In [1]:
# Import libraries
import pandas as pd
import numpy as np
from matplotlib import pyplot as plt
import warnings
warnings.filterwarnings("ignore", category = FutureWarning)

# Baseline model

### Replicate validation score

In [4]:
from sklearn.model_selection import train_test_split

train = pd.read_csv('taxi_train_chapter_4.csv')
test = pd.read_csv('taxi_test_chapter_4.csv')

validation_train, validation_test = train_test_split(train, test_size = 0.3, random_state = 123)

In [5]:
from sklearn.metrics import mean_squared_error
from math import sqrt

# Calculate the mean fare_amount on the validation_train data
naive_prediction = np.mean(validation_train['fare_amount'])

# Assign naive prediction to all the holdout observations
validation_test['pred'] = naive_prediction

# Measure the local RMSE
rmse = sqrt(mean_squared_error(validation_test['fare_amount'], validation_test['pred']))
print('Validation RMSE for Baseline I model: {:.3f}'.format(rmse))

Validation RMSE for Baseline I model: 9.986


### Baseline based on the date

In [7]:
train['pickup_datetime'] = pd.to_datetime(train['pickup_datetime'])
test['pickup_datetime'] = pd.to_datetime(test['pickup_datetime'])

In [8]:
# Get pickup hour from the pickup_datetime column
train['hour'] = train['pickup_datetime'].dt.hour
test['hour'] = test['pickup_datetime'].dt.hour

# Calculate average fare_amount grouped by pickup hour 
hour_groups = train.groupby('hour')['fare_amount'].mean()

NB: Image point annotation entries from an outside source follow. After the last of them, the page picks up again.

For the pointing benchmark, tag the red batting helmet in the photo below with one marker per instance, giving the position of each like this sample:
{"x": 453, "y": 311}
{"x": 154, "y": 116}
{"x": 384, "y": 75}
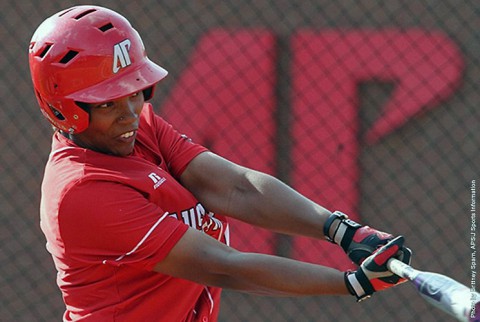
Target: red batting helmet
{"x": 87, "y": 54}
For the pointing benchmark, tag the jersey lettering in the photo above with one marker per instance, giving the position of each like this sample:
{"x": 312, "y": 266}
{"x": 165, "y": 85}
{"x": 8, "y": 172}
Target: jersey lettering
{"x": 157, "y": 180}
{"x": 121, "y": 57}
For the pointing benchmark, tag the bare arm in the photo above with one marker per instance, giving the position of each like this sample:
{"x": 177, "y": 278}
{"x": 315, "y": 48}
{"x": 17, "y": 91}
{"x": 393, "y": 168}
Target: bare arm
{"x": 253, "y": 197}
{"x": 202, "y": 259}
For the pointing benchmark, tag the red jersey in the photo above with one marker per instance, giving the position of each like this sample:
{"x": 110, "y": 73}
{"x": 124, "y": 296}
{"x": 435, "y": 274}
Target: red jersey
{"x": 108, "y": 220}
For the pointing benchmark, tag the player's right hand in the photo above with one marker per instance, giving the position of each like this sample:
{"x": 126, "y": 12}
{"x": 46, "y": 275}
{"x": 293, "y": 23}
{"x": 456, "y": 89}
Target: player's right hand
{"x": 359, "y": 241}
{"x": 373, "y": 274}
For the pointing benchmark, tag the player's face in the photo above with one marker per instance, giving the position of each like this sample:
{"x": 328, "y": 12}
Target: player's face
{"x": 113, "y": 126}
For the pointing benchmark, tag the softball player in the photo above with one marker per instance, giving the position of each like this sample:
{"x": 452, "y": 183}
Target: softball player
{"x": 131, "y": 209}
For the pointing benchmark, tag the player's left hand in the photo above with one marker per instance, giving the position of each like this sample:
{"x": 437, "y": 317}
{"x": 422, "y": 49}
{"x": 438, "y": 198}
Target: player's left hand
{"x": 373, "y": 274}
{"x": 359, "y": 241}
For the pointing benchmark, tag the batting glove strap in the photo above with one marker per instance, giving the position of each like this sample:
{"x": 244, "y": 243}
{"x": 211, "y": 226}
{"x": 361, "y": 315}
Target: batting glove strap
{"x": 344, "y": 232}
{"x": 359, "y": 285}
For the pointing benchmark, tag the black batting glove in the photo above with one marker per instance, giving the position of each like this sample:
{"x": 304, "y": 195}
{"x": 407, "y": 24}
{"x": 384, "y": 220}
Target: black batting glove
{"x": 373, "y": 274}
{"x": 359, "y": 241}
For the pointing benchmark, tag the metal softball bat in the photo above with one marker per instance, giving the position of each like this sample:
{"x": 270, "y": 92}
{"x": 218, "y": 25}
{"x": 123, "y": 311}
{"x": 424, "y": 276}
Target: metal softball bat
{"x": 441, "y": 291}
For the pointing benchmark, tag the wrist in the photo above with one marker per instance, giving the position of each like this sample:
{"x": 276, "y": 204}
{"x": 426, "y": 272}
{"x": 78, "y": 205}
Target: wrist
{"x": 359, "y": 285}
{"x": 332, "y": 225}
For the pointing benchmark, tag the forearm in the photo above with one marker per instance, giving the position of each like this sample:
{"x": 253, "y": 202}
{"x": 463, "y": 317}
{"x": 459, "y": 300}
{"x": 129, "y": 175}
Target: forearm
{"x": 253, "y": 273}
{"x": 265, "y": 201}
{"x": 216, "y": 264}
{"x": 253, "y": 197}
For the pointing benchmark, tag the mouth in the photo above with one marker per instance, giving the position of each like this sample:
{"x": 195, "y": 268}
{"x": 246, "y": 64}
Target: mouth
{"x": 128, "y": 135}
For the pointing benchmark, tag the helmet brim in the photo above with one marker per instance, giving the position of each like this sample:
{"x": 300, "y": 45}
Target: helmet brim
{"x": 136, "y": 80}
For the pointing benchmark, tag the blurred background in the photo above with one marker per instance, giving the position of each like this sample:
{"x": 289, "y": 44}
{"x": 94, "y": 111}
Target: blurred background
{"x": 368, "y": 107}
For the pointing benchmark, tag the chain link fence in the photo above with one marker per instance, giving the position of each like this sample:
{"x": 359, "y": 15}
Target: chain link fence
{"x": 369, "y": 107}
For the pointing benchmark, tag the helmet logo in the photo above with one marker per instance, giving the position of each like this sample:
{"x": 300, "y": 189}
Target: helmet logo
{"x": 121, "y": 58}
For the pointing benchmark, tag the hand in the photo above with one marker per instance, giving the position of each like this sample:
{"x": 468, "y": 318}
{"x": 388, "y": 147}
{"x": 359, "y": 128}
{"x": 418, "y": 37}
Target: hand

# Make predictions on the test set
test['fare_amount'] = test.hour.map(hour_groups)

# Write predictions
test[['id','fare_amount']].to_csv('hour_mean_sub.csv', index = False)

### Baseline based on the gradient boosting

In [9]:
from sklearn.ensemble import RandomForestRegressor

# Select only numeric features
features = ['pickup_longitude', 'pickup_latitude', 'dropoff_longitude',
            'dropoff_latitude', 'passenger_count', 'hour']

# Train a Random Forest model
rf = RandomForestRegressor()
rf.fit(train[features], train.fare_amount)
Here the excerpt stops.